After spending the last 21 seasons with the Detroit Lions, unrestricted free agent kicker Jason Hanson has announced that he is retiring from professional football.

"It's time," Hanson said in a statement released by the Lions. “I gave serious thought and consideration to playing in 2013. While the determination and willpower are still there, the wear and tear on my body, especially the issues I had and still have with my heel have convinced me that it’s time to retire.

"While I look forward to my press conference next Tuesday where I can publicly thank so many people who have played such a big part in my career, I do want to offer my sincere appreciation to the Ford Family, all my coaches and teammates, the Lions organization and the incredible Lions fans. You all helped me along this journey and I am forever grateful."

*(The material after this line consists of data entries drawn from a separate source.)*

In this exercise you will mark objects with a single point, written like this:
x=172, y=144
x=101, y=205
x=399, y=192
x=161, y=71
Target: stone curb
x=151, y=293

Hanson, who turns 43-years-old in June, is a native of Spokane, Washington who played his college ball at Washington State before he was selected by the Lions in the second round (No. 56 overall) of the 1992 NFL draft. (Side note: Hanson was selected on April 26, 1992. Thirty-two days later, Florida defensive tackle and likely Top 10 pick Shariff Floyd was born.) Over his 21 seasons, Hanson missed just nine games due to injury, connected on 495 of 601 (82.4 percent) field goal attempts, and was named to a pair of Pro Bowl squads. Anderson's 52 field goals from beyond 50 yards are the most in NFL history.

Hanson finished his career with 327 games played, the most one NFL player has ever played with one team, and 2,150 points, which is the most in Lions' history and ranks third in NFL history, behind fellow kickers Morten Andersen (2,544) and Gary Anderson (2,434).

"Jason Hanson is the gold standard," Lions president Tom Lewand said. "He had an exemplary, Hall-of-Fame worthy career on the field, and for those of us fortunate to know him well, he is an even better person, teammate, friend, husband and father.

"Our organization has been blessed to have Jason for 21 years."

The Lions will have a difficult time replacing Hanson, but the process will have an open competition throughout the upcoming offseason. First-year special teams coach John Bonamego oversaw an open competition last month that resulted in the signing of Blake Clingan, an undrafted street free agent who kicked for Central Florida. The Lions will likely bring in a veteran or a draft choice to compete with Clingan.